Went pretty straight forward, except the heat shrink tubing was about 2 sizes too big. Would not shrink small enough to seal the connections. Even with a heat gun it would not shrink small enough. OH, another think is when I plugged the fridge back in the defrost timer was in defrost mode. Took me a few minutes to figure that out and use a screwdriver to turn the timer back to the on position. Other than that, install was pretty simple.
removed ice maker,,and screws holding back of freezer cover,unplugged wires and removed the cover and fan.wow,only wire to element had come unplugged!went ahead and replaced thermostat,and defrost timer,both were easy to do
I started look inside ,disconnected power, and open all possible compartments to see any burned part. Fortunately I fined a small part look like melted and then i went online and make my research .Then i ordered that part and change it.
I tested the components in the refrigerator defrost function. I used digital multimeter and checked for continuity. Defrost thermostat must 32 degrees or lower.
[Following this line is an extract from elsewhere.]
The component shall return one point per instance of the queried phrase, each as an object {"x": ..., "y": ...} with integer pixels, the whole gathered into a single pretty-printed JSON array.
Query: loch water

inside the freezer compartment, remove four hex head screws from rear panel,lift panel forward and unplug wire assembly from panel. find old defrost thermostat attached to copper tube by clip on back of thermostat, unclip, snip two wires to thermostat, take new thermostat, strip 1/4"of wire from wires in freezer (thermostat is prestripped),insert light blue wire from thermostat and light blue wire from freezer into opposite ends of crimp connector and crimp securely. repeat with dark blue wires. set panel back in freezer,connect plug to back of panel, refasten screws and you are go to go! save yourself the price of a new refrigerator or $300 repair by repairman!
I watched the instructional video and did what it said.